As earlier, rock concerts often became a target for the defenders of religious feelings. In Krasnodar and Ekaterinburg concerts by ‘Satanist’ groups – the Austrian band Belphegor and the American band Nile – were cancelled at the request of Orthodox believers, and a concert by the band Batiushka was called off in Moscow. Orthodox believers in Ufa protested against a concert by the British band Cradle of Filth.

Not only concerts, but also exhibitions, theatre performances and other cultural events were subject to attacks by the defenders of religious feelings. In Omsk, for example, the regional Department of Culture cancelled a Litseisky theatre performance of Khorovod [circle dance, roundelay], a staging by Polish director Peter Shal’sha of Austrian playwright Arthur Schnitzler’s La Ronde. The head of the Department, explaining his decision, declared that he did not want ‘a repeat of Tannhäuser’. According to theatre employees, a letter from Omsk eparchy preceded the cancellation of the performance. The reference to the 2015 Novosibirsk saga – when at the request of the Russian Orthodox Church not only was the opera Tannhäuser removed from the repertoire but the theatre management was replaced – is anyway telling, testifying to the fact that some bureaucrats have learnt their lesson and are ready to compromise with the defenders of believers’ feelings.

Omsk has proved fairly sensitive to the demands of these activists: the Jesus Christ, Superstar show by the Petersburg Rock Opera theatre, which should have been put on at the Musical theatre, was cancelled after protests from the Orthodox community. Representatives of the Family, Love, Fatherland (Sem’ia, Liubov’, Otechestvo) movement demanded that the town authorities call off the performance. Vladimir Legoida, head of the Synodal Department for Church-Society Relations and the Mass Media, subsequently spoke out in defense of the rock opera. The Omsk authorities later declared that unsold tickets were the reason for cancelling the show, not the protests of believers. It seems, however, that the organizers of the protest took the signal from the Patriarchate into consideration: during the Rock Opera theatre’s road tour in Krasnodar in January 2017, the chair of the local Orthodox Union (Pravoslavnyi Soiuz) Roman Pliuta asked those disturbed by the ‘blasphemous’ show not to organize protests, so as not to draw unnecessary attention to the performance.
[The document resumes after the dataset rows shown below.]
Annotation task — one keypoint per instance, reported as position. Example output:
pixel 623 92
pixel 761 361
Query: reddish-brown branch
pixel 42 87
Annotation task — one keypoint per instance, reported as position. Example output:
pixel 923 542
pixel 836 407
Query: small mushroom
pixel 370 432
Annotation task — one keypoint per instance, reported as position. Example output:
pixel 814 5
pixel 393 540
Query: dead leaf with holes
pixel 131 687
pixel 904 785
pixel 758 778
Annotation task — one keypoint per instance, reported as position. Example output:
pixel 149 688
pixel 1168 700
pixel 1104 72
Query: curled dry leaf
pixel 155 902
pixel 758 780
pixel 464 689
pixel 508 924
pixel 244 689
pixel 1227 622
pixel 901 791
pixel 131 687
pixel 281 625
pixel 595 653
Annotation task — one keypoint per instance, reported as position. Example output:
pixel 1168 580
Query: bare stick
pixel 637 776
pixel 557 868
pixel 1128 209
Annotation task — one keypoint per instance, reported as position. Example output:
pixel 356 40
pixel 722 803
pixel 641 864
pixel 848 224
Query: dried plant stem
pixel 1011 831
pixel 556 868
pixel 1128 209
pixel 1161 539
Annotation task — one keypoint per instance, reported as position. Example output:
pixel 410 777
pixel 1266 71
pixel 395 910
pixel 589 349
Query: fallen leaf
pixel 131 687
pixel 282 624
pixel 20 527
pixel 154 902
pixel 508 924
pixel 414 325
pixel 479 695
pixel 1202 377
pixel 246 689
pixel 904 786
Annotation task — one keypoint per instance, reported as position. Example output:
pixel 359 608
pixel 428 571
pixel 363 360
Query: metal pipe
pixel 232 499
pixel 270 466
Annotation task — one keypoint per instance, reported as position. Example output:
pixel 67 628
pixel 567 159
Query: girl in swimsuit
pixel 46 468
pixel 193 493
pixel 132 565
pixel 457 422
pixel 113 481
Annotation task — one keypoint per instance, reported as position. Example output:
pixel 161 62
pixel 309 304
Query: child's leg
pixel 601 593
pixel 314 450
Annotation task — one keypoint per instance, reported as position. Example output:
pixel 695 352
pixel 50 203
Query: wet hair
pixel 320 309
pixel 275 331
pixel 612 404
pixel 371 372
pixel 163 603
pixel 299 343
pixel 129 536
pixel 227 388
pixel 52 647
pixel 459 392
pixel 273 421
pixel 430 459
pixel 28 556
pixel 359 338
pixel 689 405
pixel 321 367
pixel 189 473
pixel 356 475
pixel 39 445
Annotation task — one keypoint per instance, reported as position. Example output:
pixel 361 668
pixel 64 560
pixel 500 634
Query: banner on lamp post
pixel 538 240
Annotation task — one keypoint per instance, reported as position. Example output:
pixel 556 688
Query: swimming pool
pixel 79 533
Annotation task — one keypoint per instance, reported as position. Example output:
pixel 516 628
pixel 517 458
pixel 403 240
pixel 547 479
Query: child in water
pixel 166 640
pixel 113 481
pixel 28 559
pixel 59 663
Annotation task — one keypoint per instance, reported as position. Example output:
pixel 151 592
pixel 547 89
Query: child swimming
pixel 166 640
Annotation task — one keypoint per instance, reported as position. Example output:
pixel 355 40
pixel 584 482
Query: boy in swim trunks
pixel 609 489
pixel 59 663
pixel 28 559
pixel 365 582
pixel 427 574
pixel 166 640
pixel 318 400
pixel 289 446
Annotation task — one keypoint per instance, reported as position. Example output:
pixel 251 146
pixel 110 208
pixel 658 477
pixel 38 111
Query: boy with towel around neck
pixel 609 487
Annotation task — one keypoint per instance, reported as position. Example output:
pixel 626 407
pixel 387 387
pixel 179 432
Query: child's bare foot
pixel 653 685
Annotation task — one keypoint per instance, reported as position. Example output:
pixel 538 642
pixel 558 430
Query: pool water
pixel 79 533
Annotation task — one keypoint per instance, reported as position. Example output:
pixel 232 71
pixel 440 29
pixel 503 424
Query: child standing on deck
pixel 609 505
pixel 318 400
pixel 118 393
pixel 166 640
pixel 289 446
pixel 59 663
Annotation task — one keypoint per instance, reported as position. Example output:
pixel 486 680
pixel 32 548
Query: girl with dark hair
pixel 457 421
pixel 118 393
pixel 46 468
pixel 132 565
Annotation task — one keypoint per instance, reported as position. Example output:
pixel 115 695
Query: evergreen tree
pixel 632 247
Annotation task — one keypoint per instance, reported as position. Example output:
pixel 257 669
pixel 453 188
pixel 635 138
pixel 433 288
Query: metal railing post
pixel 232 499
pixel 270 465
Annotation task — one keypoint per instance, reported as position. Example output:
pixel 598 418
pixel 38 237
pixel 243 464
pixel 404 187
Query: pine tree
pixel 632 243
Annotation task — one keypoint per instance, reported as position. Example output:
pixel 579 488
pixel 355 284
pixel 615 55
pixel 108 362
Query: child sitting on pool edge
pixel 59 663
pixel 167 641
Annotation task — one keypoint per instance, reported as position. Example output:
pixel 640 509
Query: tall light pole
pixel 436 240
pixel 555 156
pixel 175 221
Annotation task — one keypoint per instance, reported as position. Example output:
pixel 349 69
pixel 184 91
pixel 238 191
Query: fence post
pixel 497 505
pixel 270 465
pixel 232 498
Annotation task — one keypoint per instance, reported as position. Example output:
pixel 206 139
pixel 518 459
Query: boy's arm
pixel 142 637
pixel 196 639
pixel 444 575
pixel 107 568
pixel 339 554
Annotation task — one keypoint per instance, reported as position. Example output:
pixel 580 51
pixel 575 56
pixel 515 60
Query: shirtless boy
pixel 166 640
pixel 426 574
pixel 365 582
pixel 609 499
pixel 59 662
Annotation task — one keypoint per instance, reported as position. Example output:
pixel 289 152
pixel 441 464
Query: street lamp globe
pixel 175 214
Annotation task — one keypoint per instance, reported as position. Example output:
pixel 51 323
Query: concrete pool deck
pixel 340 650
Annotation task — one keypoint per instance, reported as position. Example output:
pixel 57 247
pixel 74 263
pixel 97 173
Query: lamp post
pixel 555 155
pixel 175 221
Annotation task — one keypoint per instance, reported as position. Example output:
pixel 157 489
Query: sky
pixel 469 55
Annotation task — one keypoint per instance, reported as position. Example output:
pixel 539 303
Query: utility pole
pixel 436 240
Interestingly, the loudest Orthodox protests in 2016 were in relation to a film not yet on general release – Aleksei Uchitel’s Matilda, about a romance between Nicholas II and ballerina Matilda Kshesinskaya. Igor Smykov, head of the Orthodox mission for the restoration of the spiritual values of the Russian people (Pravoslavnaia missiia po vozrozhdeniiu dukhovnykh tsennostei russkogo naroda) complained to the Prosecutor General about the film’s trailer, on the basis of which he accused the director of slander against the ‘tsar-martyr’, inciting hatred and offending religious feelings. Ekaterinodar eparchy, which has not blessed its parishioners to watch the film, justified its position with reference to the presence in the film of ‘morally doubtful interpretations, and also direct historical and biographical distortions relating to Emperor Nicholas II and the most august family, canonized for brave witness [to the Orthodox faith]’. This saga continued in 2017, when the Christian state – Holy Rus (Khristianskoe gosudarstvo – Sviataia Rus’) organization sent a letter to cinema managers requesting that they not screen Matilda and threatening to resort to ‘radical methods of struggle’ should they do so. Natalia Poklonskaia, State Duma deputy and former Prosecutor General of Crimea, joined in with a request to ban the film.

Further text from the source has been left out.